Are Cancers Simply Bad Luck?
Worldwide, more than 8 million people die each year from cancer and its related complications. Approximately 14 million people receive a new diagnosis of cancer every year. The World Health Organization estimates that these figures will rise by about 70 percent over the next 20 years. Because it is one of the leading causes of human morbidity and mortality, scientists have been crunching numbers in an effort to understand cancers and design strategies to prevent them.
For more than a century now, it has been well understood that some tissues in the human body are much more prone to giving rise to cancer than others. Scientists have concluded that these differences are on account of the number of stem cell divisions that occur in each type of tissue. A strong correlation has been found between the lifetime incidence of cancer in a tissue and the number of stem cell divisions that normally take place in that tissue. In other words, random errors in DNA replication during stem cell division are, to a large degree, responsible for the development of cancer.

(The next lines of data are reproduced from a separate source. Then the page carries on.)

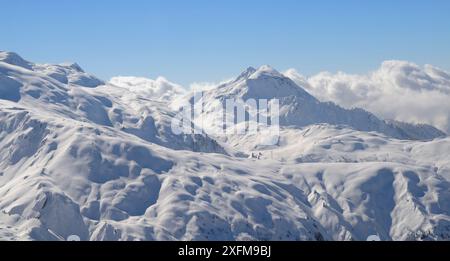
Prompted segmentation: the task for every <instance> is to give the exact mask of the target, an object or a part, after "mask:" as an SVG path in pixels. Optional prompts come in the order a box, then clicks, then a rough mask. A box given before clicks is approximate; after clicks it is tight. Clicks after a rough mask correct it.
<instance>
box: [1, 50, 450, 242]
mask: <svg viewBox="0 0 450 261" xmlns="http://www.w3.org/2000/svg"><path fill="white" fill-rule="evenodd" d="M400 98H401V97H400ZM226 99H237V100H248V99H268V100H270V99H278V100H279V104H280V121H279V123H280V136H279V139H278V142H277V143H276V144H275V145H272V146H261V141H262V140H264V139H265V138H267V137H265V136H264V135H263V134H260V135H258V134H256V135H255V134H252V135H237V134H236V135H226V136H221V135H214V134H213V133H211V132H208V128H217V127H220V126H215V124H220V120H221V119H223V118H224V115H222V114H220V113H216V110H215V108H217V107H221V106H222V105H223V104H222V102H223V101H224V100H226ZM200 102H201V103H202V104H203V105H204V106H205V110H204V111H202V113H201V114H202V115H201V117H202V120H205V119H206V122H207V125H206V126H205V132H204V133H201V134H194V133H186V134H180V135H177V134H174V133H173V132H172V130H171V122H172V120H173V118H174V117H175V116H176V115H177V114H178V113H179V112H180V111H179V108H180V106H177V105H178V104H181V103H188V104H189V103H190V104H193V103H194V100H193V98H192V93H190V91H189V90H185V89H183V88H182V87H181V86H179V85H176V84H173V83H171V82H169V81H168V80H166V79H164V78H158V79H157V80H150V79H144V78H136V77H116V78H113V79H112V80H111V81H109V82H104V81H102V80H100V79H98V78H96V77H95V76H93V75H91V74H89V73H86V72H84V71H83V69H81V67H80V66H79V65H77V64H76V63H68V64H60V65H49V64H34V63H32V62H29V61H26V60H25V59H23V58H21V57H20V56H19V55H17V54H15V53H11V52H0V209H1V211H0V239H5V240H9V239H11V240H21V239H22V240H66V239H67V238H68V237H69V236H71V235H77V236H79V237H80V238H81V239H82V240H366V239H367V238H368V237H369V236H372V235H378V236H379V237H380V238H381V239H382V240H449V239H450V156H449V154H448V152H449V151H450V138H449V137H448V136H447V135H446V133H444V132H442V131H440V130H438V129H437V128H435V127H433V126H430V125H425V124H422V125H413V124H409V123H404V122H398V121H392V120H388V119H380V118H379V117H376V116H375V115H374V114H372V113H370V112H368V111H365V110H363V109H345V108H343V107H340V106H338V105H336V104H334V103H331V102H322V101H319V100H318V99H316V98H315V97H314V96H312V95H311V94H310V93H309V92H308V91H306V90H305V89H304V88H302V87H301V86H299V85H297V84H296V83H295V82H294V81H293V80H292V79H291V78H288V77H287V76H285V75H284V74H282V73H279V72H277V71H276V70H275V69H273V68H271V67H269V66H262V67H260V68H258V69H255V68H248V69H247V70H246V71H244V72H243V73H242V74H241V75H240V76H238V77H237V78H236V79H234V80H230V81H228V82H226V83H223V84H220V85H218V86H216V87H215V88H212V89H209V90H205V91H204V95H203V97H202V99H201V101H200ZM193 105H194V104H193ZM225 117H226V115H225ZM192 125H197V122H196V120H195V119H193V122H192ZM252 155H257V156H256V157H255V156H252Z"/></svg>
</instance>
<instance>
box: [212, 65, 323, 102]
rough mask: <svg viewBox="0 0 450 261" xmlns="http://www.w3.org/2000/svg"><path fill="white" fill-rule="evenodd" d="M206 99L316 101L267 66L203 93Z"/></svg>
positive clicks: (288, 79) (274, 70)
mask: <svg viewBox="0 0 450 261" xmlns="http://www.w3.org/2000/svg"><path fill="white" fill-rule="evenodd" d="M205 96H206V97H207V99H217V100H224V99H243V100H248V99H275V98H285V97H297V98H302V99H309V100H312V101H316V99H315V98H314V97H313V96H311V95H309V94H308V93H307V92H306V91H305V90H303V89H302V88H300V87H299V86H297V85H296V84H295V83H294V82H293V81H292V80H291V79H289V78H287V77H285V76H283V75H282V74H281V73H279V72H278V71H276V70H275V69H273V68H272V67H270V66H268V65H264V66H261V67H260V68H259V69H254V68H252V67H250V68H248V69H247V70H246V71H244V72H242V73H241V75H240V76H238V77H237V78H236V79H235V80H233V81H231V82H228V83H225V84H223V85H220V86H218V87H217V88H216V89H213V90H210V91H208V92H206V93H205Z"/></svg>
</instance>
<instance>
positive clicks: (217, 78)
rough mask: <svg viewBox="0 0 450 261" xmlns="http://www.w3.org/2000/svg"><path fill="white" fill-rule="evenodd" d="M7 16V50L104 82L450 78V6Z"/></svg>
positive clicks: (382, 6)
mask: <svg viewBox="0 0 450 261" xmlns="http://www.w3.org/2000/svg"><path fill="white" fill-rule="evenodd" d="M0 14H1V15H0V32H1V33H0V50H9V51H15V52H18V53H19V54H21V55H22V56H24V57H25V58H28V59H29V60H32V61H36V62H52V63H57V62H63V61H76V62H78V63H79V64H80V65H81V66H82V67H84V68H85V69H86V70H87V71H90V72H92V73H94V74H96V75H98V76H100V77H102V78H103V79H108V78H109V77H111V76H115V75H135V76H146V77H152V78H154V77H156V76H158V75H163V76H165V77H167V78H168V79H169V80H171V81H174V82H178V83H181V84H183V85H187V84H188V83H190V82H194V81H220V80H223V79H227V78H229V77H231V76H234V75H236V74H238V73H239V72H240V71H241V70H242V69H245V68H246V67H248V66H259V65H262V64H270V65H272V66H273V67H275V68H277V69H279V70H281V71H282V70H285V69H288V68H291V67H292V68H296V69H298V70H299V71H300V72H302V73H303V74H306V75H310V74H314V73H316V72H319V71H323V70H328V71H332V72H335V71H337V70H343V71H346V72H350V73H361V72H367V71H369V70H373V69H376V68H377V67H378V66H379V64H380V63H381V62H382V61H383V60H386V59H403V60H408V61H412V62H416V63H418V64H425V63H430V64H433V65H436V66H439V67H441V68H443V69H446V70H449V69H450V1H448V0H328V1H326V0H314V1H312V0H310V1H301V0H272V1H270V0H257V1H256V0H147V1H144V0H139V1H138V0H127V1H125V0H123V1H121V0H96V1H94V0H89V1H88V0H76V1H70V0H58V1H57V0H39V1H36V0H29V1H25V0H13V1H2V3H1V6H0Z"/></svg>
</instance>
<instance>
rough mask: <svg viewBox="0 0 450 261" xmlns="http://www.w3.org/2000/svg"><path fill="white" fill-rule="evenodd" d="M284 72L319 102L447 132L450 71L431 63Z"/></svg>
mask: <svg viewBox="0 0 450 261" xmlns="http://www.w3.org/2000/svg"><path fill="white" fill-rule="evenodd" d="M284 74H285V75H286V76H287V77H289V78H291V79H292V80H294V81H295V82H296V83H297V84H299V85H300V86H302V87H304V88H305V89H306V90H307V91H309V92H310V93H311V94H312V95H314V96H315V97H317V98H318V99H320V100H322V101H333V102H335V103H336V104H339V105H341V106H343V107H346V108H353V107H360V108H364V109H366V110H368V111H370V112H372V113H374V114H376V115H377V116H379V117H382V118H384V119H394V120H398V121H404V122H409V123H426V124H431V125H433V126H435V127H437V128H439V129H441V130H443V131H446V132H447V133H450V73H449V72H446V71H444V70H441V69H439V68H436V67H433V66H431V65H425V66H423V67H420V66H418V65H416V64H413V63H409V62H404V61H386V62H383V64H382V65H381V67H380V68H379V69H377V70H376V71H374V72H372V73H369V74H366V75H352V74H346V73H343V72H339V73H336V74H332V73H329V72H322V73H319V74H317V75H314V76H312V77H310V78H306V77H304V76H303V75H301V74H299V73H298V72H297V71H296V70H295V69H290V70H288V71H286V72H285V73H284Z"/></svg>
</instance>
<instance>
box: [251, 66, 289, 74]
mask: <svg viewBox="0 0 450 261" xmlns="http://www.w3.org/2000/svg"><path fill="white" fill-rule="evenodd" d="M260 75H268V76H273V77H283V75H282V74H281V73H280V72H278V71H277V70H275V69H274V68H273V67H271V66H270V65H263V66H261V67H259V68H258V70H256V72H255V73H253V75H252V76H260Z"/></svg>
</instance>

It is estimated that inherited predispositions and environmental factors contribute to only one-third of the variation we see in cancer risk among different tissues. The majority of the increase in risk is due to accidental mutations in normal adult stem cells undergoing division. This would suggest that cancers are simply bad luck.
There are contradictory claims to this theory, however. Some researchers believe that bad luck does play a role, but is not the primary contributing factor in the development of cancer.

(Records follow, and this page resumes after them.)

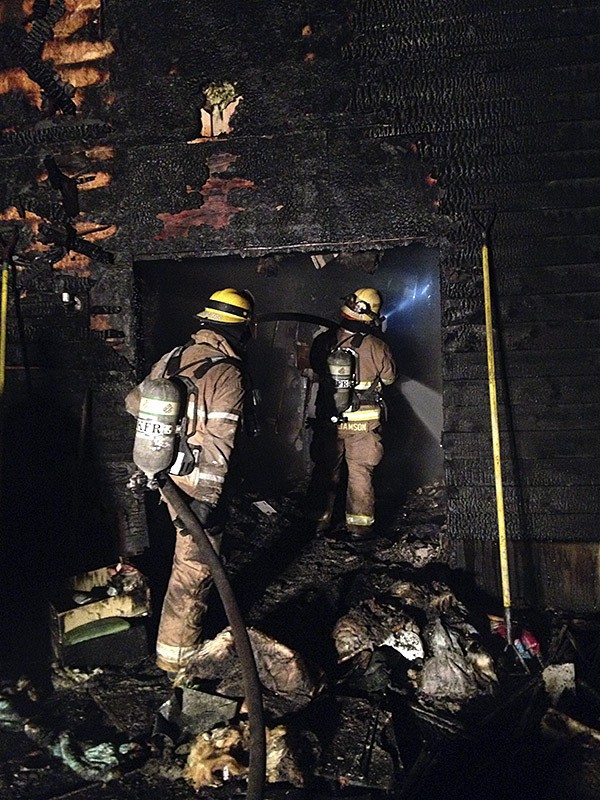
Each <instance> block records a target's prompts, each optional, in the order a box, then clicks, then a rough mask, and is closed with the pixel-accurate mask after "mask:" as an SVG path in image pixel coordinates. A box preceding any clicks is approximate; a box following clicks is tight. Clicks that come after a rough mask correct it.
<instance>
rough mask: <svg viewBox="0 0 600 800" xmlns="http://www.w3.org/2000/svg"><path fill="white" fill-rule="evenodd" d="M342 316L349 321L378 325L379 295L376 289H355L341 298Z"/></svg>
mask: <svg viewBox="0 0 600 800" xmlns="http://www.w3.org/2000/svg"><path fill="white" fill-rule="evenodd" d="M342 302H343V305H342V314H343V316H345V317H348V318H349V319H355V320H359V321H361V322H367V323H372V324H378V323H379V320H380V317H379V313H378V312H379V309H380V308H381V295H380V294H379V292H378V291H377V289H366V288H365V289H357V290H356V291H355V292H352V294H349V295H347V296H346V297H342Z"/></svg>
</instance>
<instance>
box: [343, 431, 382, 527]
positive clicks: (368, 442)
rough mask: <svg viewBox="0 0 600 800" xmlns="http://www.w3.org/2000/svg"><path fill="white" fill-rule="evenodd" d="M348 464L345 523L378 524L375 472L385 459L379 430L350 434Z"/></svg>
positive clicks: (347, 459)
mask: <svg viewBox="0 0 600 800" xmlns="http://www.w3.org/2000/svg"><path fill="white" fill-rule="evenodd" d="M345 441H346V463H347V465H348V490H347V492H346V522H347V524H348V525H358V526H364V527H368V526H370V525H373V523H374V522H375V492H374V490H373V470H374V469H375V467H376V466H377V464H379V462H380V461H381V459H382V457H383V446H382V444H381V436H380V434H379V430H378V429H375V430H372V431H366V432H365V433H347V434H345Z"/></svg>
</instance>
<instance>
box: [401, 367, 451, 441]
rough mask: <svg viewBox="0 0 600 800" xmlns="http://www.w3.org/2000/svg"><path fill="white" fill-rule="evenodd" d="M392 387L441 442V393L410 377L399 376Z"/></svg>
mask: <svg viewBox="0 0 600 800" xmlns="http://www.w3.org/2000/svg"><path fill="white" fill-rule="evenodd" d="M393 388H394V389H395V390H396V391H397V392H398V393H399V394H401V395H402V397H404V399H405V400H406V402H407V403H408V405H409V406H410V407H411V409H412V410H413V412H414V414H415V416H416V417H418V419H419V420H420V421H421V422H422V423H423V425H424V426H425V427H426V428H427V430H428V431H429V433H430V434H431V435H432V436H433V437H434V439H435V440H436V442H441V438H442V425H443V412H442V395H441V393H440V392H436V391H435V389H431V388H430V387H429V386H425V384H424V383H419V381H415V380H413V379H412V378H407V379H404V378H401V379H400V380H398V381H396V383H395V384H394V385H393Z"/></svg>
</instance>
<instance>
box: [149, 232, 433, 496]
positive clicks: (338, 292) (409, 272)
mask: <svg viewBox="0 0 600 800" xmlns="http://www.w3.org/2000/svg"><path fill="white" fill-rule="evenodd" d="M367 255H368V254H367ZM355 256H356V254H354V255H353V256H352V257H348V258H344V256H343V255H340V256H338V257H335V258H333V257H332V254H324V255H317V256H315V255H312V256H311V255H310V254H287V255H277V256H276V257H267V258H263V259H257V258H242V257H239V256H225V257H212V258H204V259H203V258H198V259H185V260H181V261H159V260H154V261H139V262H138V263H137V264H136V265H135V279H136V289H137V296H138V304H137V306H138V320H137V327H138V346H139V349H138V354H139V355H138V370H139V375H140V377H141V376H142V375H143V374H145V373H146V371H147V369H148V367H149V366H150V365H151V363H153V361H155V360H156V359H157V358H158V357H159V356H160V355H162V353H164V352H166V351H168V350H169V349H170V348H172V347H174V346H176V345H178V344H182V343H184V342H185V341H186V340H187V339H189V337H190V335H191V334H192V333H193V332H194V331H195V330H196V329H197V328H196V320H195V314H196V313H197V312H198V311H199V310H200V309H201V308H203V306H204V303H205V301H206V300H207V298H208V297H209V295H210V294H211V293H212V292H213V291H215V290H216V289H219V288H224V287H226V286H234V287H236V288H245V289H249V290H250V291H251V292H252V294H253V295H254V297H255V299H256V311H257V314H258V315H259V317H260V315H264V314H271V313H274V312H301V313H303V314H310V315H314V316H316V317H320V318H323V319H324V320H325V321H327V320H330V321H333V322H337V321H338V319H339V308H340V305H341V298H342V297H344V296H345V295H347V294H349V293H350V292H353V291H355V290H356V289H357V288H359V287H363V286H373V287H374V288H376V289H378V290H379V291H380V292H381V293H382V294H383V297H384V306H383V309H382V311H383V313H384V315H386V316H387V318H388V324H387V330H386V332H385V337H386V339H387V341H388V342H389V344H390V346H391V347H392V350H393V352H394V355H395V357H396V360H397V363H398V366H399V371H400V373H401V376H400V379H399V380H398V382H397V383H396V384H395V385H394V386H393V387H392V389H391V390H390V391H389V392H388V395H387V402H388V406H389V411H388V423H387V426H386V429H385V446H386V455H385V458H384V461H383V462H382V464H381V465H380V467H379V469H378V473H377V476H376V480H377V484H378V493H379V495H380V496H381V497H382V498H383V501H384V502H385V503H386V505H387V504H388V503H392V504H400V503H401V501H402V498H403V497H404V495H405V493H406V491H407V490H409V489H411V488H415V487H417V486H420V485H423V484H425V483H430V482H433V481H436V480H441V478H442V452H441V446H440V438H441V420H442V401H441V346H440V292H439V270H438V253H437V251H436V250H432V249H429V248H426V247H424V246H422V245H419V244H413V245H410V246H407V247H397V248H394V249H391V250H389V251H386V252H385V253H383V255H380V254H373V256H374V258H373V259H372V260H369V259H368V258H365V259H363V260H362V261H361V259H360V258H358V259H357V258H356V257H355ZM370 266H371V267H372V269H370ZM323 329H324V328H323V327H320V326H319V324H318V323H307V322H302V321H300V322H298V321H294V320H276V321H269V322H264V323H260V324H259V325H258V327H257V337H256V339H255V340H254V341H253V342H252V343H251V346H250V348H249V356H248V361H249V368H250V372H251V374H252V376H253V380H254V383H255V386H256V387H257V388H258V390H259V392H260V395H261V398H262V409H261V415H262V425H261V435H260V436H259V437H258V438H257V439H254V440H247V441H243V442H241V444H240V447H239V448H238V450H239V453H238V464H237V474H238V477H240V478H241V480H242V481H243V482H244V484H245V485H246V486H247V487H249V488H251V489H253V490H255V491H257V492H262V493H269V494H271V495H273V494H274V493H277V492H285V491H289V490H290V489H294V488H295V487H298V486H301V485H302V483H303V481H304V480H305V479H306V478H307V477H308V475H309V473H310V469H311V462H310V456H309V443H310V436H311V433H310V429H309V428H308V427H307V426H306V416H307V414H308V415H310V408H311V391H312V389H313V387H312V386H311V382H310V379H309V378H308V377H307V375H306V372H305V369H304V368H305V366H306V355H307V351H308V349H309V348H310V344H311V342H312V339H313V338H314V336H315V335H317V333H319V332H320V331H321V330H323Z"/></svg>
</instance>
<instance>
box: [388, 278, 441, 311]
mask: <svg viewBox="0 0 600 800" xmlns="http://www.w3.org/2000/svg"><path fill="white" fill-rule="evenodd" d="M423 299H426V300H429V299H431V283H426V284H425V285H424V286H419V284H418V283H417V282H415V284H414V285H413V287H412V288H411V289H408V290H406V289H405V291H404V295H403V296H402V298H401V299H400V300H399V301H398V302H397V303H396V304H395V305H394V306H393V307H392V308H391V310H390V311H389V312H388V313H387V314H386V317H387V319H389V318H390V317H393V316H394V314H398V313H400V312H406V311H408V310H410V309H411V308H412V307H413V306H415V305H417V303H420V302H422V301H423Z"/></svg>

All cancers are the result of mutations in the DNA when cells are growing and dividing. These errors lead to an uncontrolled growth and division of the cells, resulting in cancerous growth of the tissue. Lifestyle factors such as sun exposure and cigarette smoking are well-known causes of some types of cancers. Other cancers are the result of inherited DNA mutations that are passed on from a parent to a child. However, environmental and genetic factors cannot fully explain the varying risk of cancer in different tissues.

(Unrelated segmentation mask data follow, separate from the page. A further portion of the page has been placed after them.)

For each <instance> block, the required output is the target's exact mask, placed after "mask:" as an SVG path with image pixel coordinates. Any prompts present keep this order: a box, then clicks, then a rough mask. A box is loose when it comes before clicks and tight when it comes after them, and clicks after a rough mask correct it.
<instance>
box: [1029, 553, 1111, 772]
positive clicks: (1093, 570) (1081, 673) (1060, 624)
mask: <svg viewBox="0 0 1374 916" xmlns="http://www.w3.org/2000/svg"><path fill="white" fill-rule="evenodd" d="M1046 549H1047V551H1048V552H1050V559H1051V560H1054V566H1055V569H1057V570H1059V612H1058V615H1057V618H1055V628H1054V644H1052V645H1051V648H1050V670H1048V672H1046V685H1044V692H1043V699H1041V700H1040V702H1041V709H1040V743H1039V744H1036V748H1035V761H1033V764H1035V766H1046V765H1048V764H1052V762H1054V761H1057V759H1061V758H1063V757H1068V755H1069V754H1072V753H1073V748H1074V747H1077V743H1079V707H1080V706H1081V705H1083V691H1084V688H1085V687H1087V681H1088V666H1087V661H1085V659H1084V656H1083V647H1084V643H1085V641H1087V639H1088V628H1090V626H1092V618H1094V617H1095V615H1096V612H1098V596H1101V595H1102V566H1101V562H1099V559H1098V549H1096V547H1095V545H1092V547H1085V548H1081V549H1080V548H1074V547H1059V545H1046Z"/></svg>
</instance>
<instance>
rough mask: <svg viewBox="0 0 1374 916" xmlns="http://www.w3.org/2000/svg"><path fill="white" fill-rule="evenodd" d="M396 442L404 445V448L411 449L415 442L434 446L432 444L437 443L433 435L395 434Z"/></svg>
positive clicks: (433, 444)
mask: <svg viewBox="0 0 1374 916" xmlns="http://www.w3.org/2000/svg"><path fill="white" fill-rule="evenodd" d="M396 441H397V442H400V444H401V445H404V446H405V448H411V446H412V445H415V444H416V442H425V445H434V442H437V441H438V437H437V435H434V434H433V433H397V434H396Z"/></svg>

Now, new research at the University Medical Center in Utrecht in The Netherlands suggests that the rate of acquired random DNA mutations in various organs remains stable regardless of the patient’s age or the tissue that gave rise to the stem cells. The study led by Dr. Ruben van Boxtel assessed normal adult stem cells from the small intestine, colon, and liver to measure the rate and pattern of DNA mutations in these tissues. The stem cells were obtained from human donors between 3 and 87 years old. The results, published in Nature, found that an average of 40 mutations a year accumulate in stem cells and that this number remains steady in people of all ages and in cells from different organs. The researchers concluded that while bad luck is certainly part of the story, it can only partially explain cancers.